Meetings of the New York Psychoanalytic Society

Joshua M. Perman

DISCUSSION: Dr. Heinz Hartmann emphasized the difficulty of defining the organismic defenses except by analogizing. The identification with the protecting object plays a dominant role in the development of defense mechanisms. The development of aim-inhibited object relationship with the mother provides the neutralized energy for the use of the defense mechanism. He agreed that withdrawal, which Fenichel called 'discontinuance of ego functions', is one of the earliest mechanisms, and is possible because the ego as a separate system has not developed. He noted that displacement is primarily a part of the primary process which can be used as a defense. He felt that early introjection and projection are related to the incomplete demarcation between the self and the object, and hence different from that of the later stages. The functions of the ego are often modeled after some instinctual process. With regression autonomous ego functions may revert to those instinctual tendencies that genetically are related to their origin.

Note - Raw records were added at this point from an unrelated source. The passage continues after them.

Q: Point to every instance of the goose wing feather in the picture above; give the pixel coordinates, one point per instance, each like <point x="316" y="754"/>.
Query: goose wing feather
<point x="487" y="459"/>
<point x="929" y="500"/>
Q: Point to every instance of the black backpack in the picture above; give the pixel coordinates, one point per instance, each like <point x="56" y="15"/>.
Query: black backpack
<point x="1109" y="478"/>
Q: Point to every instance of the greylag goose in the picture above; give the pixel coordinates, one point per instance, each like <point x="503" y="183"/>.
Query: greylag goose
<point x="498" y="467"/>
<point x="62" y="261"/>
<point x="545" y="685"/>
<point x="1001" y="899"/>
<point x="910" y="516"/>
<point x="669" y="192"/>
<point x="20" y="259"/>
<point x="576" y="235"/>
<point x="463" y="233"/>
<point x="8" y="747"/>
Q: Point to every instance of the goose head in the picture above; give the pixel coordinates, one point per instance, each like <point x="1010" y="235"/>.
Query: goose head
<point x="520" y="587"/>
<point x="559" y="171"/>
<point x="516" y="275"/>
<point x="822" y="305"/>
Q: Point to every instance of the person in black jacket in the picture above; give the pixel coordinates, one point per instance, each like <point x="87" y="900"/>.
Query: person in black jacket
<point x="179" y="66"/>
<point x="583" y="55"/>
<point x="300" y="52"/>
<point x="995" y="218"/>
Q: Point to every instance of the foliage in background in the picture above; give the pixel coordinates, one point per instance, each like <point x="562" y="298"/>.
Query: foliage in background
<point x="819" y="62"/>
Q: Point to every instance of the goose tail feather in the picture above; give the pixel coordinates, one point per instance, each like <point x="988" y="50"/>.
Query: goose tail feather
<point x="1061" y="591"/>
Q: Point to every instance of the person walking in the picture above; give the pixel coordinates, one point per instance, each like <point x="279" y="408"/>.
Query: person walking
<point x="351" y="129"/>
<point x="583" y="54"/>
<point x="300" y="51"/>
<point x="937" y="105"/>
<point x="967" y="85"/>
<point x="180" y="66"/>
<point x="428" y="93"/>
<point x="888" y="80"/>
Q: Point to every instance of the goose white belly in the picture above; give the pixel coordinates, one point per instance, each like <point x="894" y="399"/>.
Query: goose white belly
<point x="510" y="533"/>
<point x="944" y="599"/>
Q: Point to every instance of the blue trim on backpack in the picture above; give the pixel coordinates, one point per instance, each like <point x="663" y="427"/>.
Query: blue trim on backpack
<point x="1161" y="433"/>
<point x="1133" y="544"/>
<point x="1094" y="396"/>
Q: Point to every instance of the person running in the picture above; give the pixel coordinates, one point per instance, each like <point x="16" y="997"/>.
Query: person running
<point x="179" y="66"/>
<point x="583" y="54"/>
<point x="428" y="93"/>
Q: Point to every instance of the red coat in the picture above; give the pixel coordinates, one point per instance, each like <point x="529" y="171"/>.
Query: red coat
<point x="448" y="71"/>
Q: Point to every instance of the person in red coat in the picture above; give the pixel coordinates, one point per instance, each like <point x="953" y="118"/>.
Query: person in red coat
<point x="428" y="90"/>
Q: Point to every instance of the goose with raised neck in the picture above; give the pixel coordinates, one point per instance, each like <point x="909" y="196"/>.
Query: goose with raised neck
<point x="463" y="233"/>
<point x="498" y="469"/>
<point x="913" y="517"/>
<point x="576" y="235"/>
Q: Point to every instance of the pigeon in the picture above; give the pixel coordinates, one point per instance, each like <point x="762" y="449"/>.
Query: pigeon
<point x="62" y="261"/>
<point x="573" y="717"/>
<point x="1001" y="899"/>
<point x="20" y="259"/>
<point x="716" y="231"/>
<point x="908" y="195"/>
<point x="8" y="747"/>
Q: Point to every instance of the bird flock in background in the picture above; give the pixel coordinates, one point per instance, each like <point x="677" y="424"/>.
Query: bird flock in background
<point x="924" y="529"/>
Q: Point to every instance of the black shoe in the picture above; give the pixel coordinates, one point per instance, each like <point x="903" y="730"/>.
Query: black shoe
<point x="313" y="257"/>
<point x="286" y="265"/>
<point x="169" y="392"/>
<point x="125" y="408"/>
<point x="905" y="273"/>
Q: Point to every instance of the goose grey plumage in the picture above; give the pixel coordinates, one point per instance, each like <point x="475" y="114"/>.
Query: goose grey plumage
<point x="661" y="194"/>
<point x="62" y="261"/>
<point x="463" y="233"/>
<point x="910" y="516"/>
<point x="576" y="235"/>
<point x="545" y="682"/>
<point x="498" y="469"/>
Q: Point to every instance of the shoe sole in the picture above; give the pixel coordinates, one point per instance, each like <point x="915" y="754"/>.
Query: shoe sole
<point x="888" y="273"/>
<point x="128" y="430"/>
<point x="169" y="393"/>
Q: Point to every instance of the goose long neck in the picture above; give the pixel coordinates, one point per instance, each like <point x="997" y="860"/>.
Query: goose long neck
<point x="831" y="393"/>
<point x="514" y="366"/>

Reconstructions offer us the opportunity to check these hypotheses in direct observations and longitudinal studies. He noted that postponement of discharge, the basis of every defense, is regulated by the brain and by hereditary factors influencing the choice of defenses. Psychological processes which are not primarily used as defense may, in critical situations, be put to use by later defenses. Dr. Martin Stein preferred to use the term somatic precursors of defense, and indicated the need to learn how the ego conversely contributes to somatic disease.